Раздается глухой удар и крик, когда он снова толкает маму на пол. Его тяжелые ботинки волочатся по половицам, и я жду, когда дверь захлопнется. А потом я остаюсь один.
Совсем один с трупом Андреса и плачущей мамой, которая никогда себе этого не простит.
Глава 8
Ив
Должно быть, я снова уснула. Когда просыпаюсь, вижу, что одна. Я лежу, прислушиваясь к громким голосам по другую сторону двери. Один из них принадлежит Данте, другой — Джозепу, но я не могу разобрать их слов из-за гула двигателей.
Обернувшись в белую простыню, я спускаю ноги с кровати и иду в маленькую ванную. Все мое тело ноет. Воспользовавшись туалетом, я брызгаю холодной водой на лицо, а затем смотрю на свое отражение в зеркале над раковиной. Я выгляжу трахнутой. Хорошо и по-настоящему трахнутой. Размазанная тушь, растрепанные волосы, раскрасневшиеся щеки, припухшие от поцелуев губы — полный набор.
Куда он меня везет?
Почему он вернулся за мной?
Почему сейчас?
Я дура, если думаю, что он даст мне ответы. Даже если я закричу на весь самолет, он просто снова заставит меня подчиниться. Данте Сантьяго — худший тип властного головореза.
С другой стороны, он настолько хорош… ох, так хорош.
Смотрю на себя и застенчиво улыбаюсь. Я не могу лгать. Передышка в его сильных руках, облегчение от того, что он снова рядом со мной… это больше, чем я когда-либо мечтала. Мои обиды теперь не могут причинить мне вреда. Мое чувство вины начинает исчезать. Тем не менее, меня беспокоит тот размах ненависти, который я почувствовала в нем. Он хуже, чем раньше. Это пугает меня. Он пугает меня.
Я закрываю глаза и прислоняюсь лбом к зеркалу, наслаждаясь прохладой напротив своей кожи. Головная боль превратилась в тупую пульсацию, и у меня снова появляется это странное чувство разрыва связи.
Кто я?
Ив Миллер.
Несостоявшаяся дочь.
Отмеченная наградами репортер.
Любовница главного преступника.
Все эти звания применимы прямо сейчас, но я не чувствую себя достаточно сильной, чтобы быть кем-то из них.

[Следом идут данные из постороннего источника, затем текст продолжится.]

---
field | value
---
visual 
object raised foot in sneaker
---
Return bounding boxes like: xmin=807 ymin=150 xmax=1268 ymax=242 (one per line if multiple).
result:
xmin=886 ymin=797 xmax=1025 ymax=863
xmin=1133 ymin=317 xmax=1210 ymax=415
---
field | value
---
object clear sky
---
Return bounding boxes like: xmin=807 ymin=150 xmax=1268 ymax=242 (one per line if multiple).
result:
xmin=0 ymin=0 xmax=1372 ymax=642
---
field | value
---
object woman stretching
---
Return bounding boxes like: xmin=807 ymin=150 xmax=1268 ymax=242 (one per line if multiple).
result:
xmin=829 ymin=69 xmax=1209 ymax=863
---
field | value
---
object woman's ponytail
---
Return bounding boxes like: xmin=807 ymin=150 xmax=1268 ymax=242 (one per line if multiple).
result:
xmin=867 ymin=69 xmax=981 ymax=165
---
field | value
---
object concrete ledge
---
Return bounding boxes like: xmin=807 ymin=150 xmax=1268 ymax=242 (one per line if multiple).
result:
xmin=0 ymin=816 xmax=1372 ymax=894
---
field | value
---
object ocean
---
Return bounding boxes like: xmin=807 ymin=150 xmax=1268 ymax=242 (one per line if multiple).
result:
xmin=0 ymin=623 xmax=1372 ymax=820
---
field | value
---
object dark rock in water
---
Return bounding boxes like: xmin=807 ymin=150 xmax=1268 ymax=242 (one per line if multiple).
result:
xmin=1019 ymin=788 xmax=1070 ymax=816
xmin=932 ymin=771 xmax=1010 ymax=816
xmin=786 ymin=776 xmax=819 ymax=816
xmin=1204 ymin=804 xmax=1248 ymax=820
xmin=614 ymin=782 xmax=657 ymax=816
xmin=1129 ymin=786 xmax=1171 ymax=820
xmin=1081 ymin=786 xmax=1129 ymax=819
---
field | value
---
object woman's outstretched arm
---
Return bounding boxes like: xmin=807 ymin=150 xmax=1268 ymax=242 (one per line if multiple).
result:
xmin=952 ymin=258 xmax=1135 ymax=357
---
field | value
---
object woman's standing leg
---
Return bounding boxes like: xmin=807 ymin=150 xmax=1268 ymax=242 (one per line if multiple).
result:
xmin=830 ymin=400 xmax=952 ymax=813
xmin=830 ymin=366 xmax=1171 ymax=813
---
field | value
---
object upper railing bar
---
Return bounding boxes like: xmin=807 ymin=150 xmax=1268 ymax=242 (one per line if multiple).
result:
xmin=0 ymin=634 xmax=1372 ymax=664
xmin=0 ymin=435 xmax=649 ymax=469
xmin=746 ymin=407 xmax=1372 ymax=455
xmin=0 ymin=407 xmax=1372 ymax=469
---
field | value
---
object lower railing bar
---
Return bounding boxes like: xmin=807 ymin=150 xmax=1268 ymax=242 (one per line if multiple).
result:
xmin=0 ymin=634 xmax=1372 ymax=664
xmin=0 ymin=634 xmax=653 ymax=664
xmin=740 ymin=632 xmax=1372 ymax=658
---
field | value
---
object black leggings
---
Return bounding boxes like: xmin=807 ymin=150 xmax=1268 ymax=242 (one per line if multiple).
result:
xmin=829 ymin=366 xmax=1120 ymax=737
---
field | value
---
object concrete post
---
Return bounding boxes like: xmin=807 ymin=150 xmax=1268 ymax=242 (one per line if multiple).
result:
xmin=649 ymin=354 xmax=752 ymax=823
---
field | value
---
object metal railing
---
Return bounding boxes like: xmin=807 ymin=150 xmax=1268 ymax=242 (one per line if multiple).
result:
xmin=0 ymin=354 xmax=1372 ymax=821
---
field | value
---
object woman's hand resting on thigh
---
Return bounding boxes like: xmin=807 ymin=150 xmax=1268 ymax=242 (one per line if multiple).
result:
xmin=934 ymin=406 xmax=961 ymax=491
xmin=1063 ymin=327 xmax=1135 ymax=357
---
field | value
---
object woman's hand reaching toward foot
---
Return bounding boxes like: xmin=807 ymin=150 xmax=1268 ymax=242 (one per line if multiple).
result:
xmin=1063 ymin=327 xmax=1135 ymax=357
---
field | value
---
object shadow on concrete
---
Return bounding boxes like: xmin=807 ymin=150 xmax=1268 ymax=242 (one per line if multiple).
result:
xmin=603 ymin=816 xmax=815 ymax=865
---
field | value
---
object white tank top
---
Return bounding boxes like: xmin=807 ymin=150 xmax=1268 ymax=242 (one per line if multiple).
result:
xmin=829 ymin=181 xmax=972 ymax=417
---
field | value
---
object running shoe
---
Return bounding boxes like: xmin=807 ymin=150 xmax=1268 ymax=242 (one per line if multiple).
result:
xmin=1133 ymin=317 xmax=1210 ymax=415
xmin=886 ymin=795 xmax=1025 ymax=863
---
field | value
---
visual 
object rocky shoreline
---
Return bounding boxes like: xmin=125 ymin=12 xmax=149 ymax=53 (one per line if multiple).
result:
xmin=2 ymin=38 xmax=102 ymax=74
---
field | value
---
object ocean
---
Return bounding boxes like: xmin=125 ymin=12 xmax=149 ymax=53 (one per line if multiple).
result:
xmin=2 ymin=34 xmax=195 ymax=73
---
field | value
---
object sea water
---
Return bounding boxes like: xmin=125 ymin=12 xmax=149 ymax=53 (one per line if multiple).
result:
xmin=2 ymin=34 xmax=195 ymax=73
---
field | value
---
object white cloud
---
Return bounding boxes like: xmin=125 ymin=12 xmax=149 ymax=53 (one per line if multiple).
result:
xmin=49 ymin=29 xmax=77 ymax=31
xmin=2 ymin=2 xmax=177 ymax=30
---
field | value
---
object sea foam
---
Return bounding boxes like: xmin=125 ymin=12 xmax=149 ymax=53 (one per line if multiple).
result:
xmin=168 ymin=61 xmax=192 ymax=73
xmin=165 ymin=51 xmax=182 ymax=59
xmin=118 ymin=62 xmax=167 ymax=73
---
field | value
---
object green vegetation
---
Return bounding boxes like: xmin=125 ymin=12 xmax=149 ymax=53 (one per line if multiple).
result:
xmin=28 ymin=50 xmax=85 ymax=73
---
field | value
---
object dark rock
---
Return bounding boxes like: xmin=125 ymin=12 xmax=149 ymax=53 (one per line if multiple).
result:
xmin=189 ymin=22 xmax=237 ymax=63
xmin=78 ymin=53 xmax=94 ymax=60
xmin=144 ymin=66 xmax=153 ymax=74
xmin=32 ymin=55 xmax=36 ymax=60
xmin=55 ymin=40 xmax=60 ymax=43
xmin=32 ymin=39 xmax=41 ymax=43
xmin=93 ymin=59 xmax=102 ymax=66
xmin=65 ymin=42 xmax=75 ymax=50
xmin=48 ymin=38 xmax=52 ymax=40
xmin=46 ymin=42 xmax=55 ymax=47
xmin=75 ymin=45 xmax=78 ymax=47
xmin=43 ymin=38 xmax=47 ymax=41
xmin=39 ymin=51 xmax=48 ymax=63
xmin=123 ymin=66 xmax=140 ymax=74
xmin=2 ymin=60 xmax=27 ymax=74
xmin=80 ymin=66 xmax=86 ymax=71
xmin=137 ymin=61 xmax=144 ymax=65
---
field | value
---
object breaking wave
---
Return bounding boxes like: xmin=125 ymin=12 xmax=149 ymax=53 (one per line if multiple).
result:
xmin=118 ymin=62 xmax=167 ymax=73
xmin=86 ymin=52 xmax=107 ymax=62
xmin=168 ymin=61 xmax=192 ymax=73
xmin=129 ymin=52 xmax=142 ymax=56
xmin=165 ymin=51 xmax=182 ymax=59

Направляясь обратно в спальню, я поднимаю с пола свое черное коктейльное платье. Оно испорчено. Данте в спешке порвал его, торопясь вернуть меня. Я ни за что не смогу надеть его снова, и эта простыня тоже не вариант. Слишком много воспоминаний того времени, когда он впервые похитил меня и держал пленницей в своей спальне.
Открыв маленький шкаф, я нахожу пару чистых рубашек. Наконец хоть что-то, что я могу надеть. Надев светло-голубую рубашку на пуговицах, я закатываю рукава и поправляю воротник. Она смотрится огромной на моей стройной фигуре и сильно пахнет Данте — той самой пьянящей смертоносной мужественностью, в которой я тону каждый раз, когда он рядом со мной.